História : Notas da Pindamonhangaba antiga

Recordando antigas e curiosas divulgações do jornal Tribuna do Norte no início da década de 30

Nossa página de História de hoje traz duas notas: uma recorda um prefeito de Pindamonhangaba pertencente a ilustre família local; outra, um meio de transporte de grande importância na etnografia sertaneja: o carro de bois!

O doutor e prefeito de Pindamonhangaba

Em 1931, quando para ser prefeito era necessário ser escolhido e indicado pelos governadores de Estado, em Pindamonhangaba estava à frente da prefeitura o Dr. Francisco de Barros Lessa Junior.
Foi o médico Dr. Lessa Junior prefeito elogiado até em Taubaté. Recorda-nos a edição de 20/9/1931 da Tribuna do Norte, matéria que fora publicada em “O Norte”, jornal que circulava na vizinha Taubaté. Em sua edição de 17/9/1931, o referido periódico, considerado pelos da Tribuna como um dos melhores na forma, estilo e conteúdo, parecia satisfeito com o jeito de governar do doutor prefeito ou prefeito e doutor de Pindamonhangaba.

É de louvar-se o gesto do prefeito de Pindamonhangaba, Dr. Lessa junior, que consulta previamente as classes representativas da cidade, antes de tomar quaisquer deliberações em sua administração desde que possam interessar à coletividade”, divulgava “O Norte”.
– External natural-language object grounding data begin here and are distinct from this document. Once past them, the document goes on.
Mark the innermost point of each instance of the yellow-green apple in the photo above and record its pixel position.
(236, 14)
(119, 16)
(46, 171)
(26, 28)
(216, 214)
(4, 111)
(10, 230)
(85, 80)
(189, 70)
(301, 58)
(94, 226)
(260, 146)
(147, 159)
E complementava: “Não é de hoje que vimos apreciando a atuação liberal e democrática do digno chefe do Executivo Municipal da cidade vizinha. Operoso, honesto, inteligente, o jovem prefeito vem imprimindo à sua administração uma feição assim toda popular, contando com a colaboração de todos para governar o município. E isso lhe tem válido o apoio incondicional de seus conterrâneos e munícipes, bem como os aplausos gerais dos que, como nós, têm conhecimento do fato.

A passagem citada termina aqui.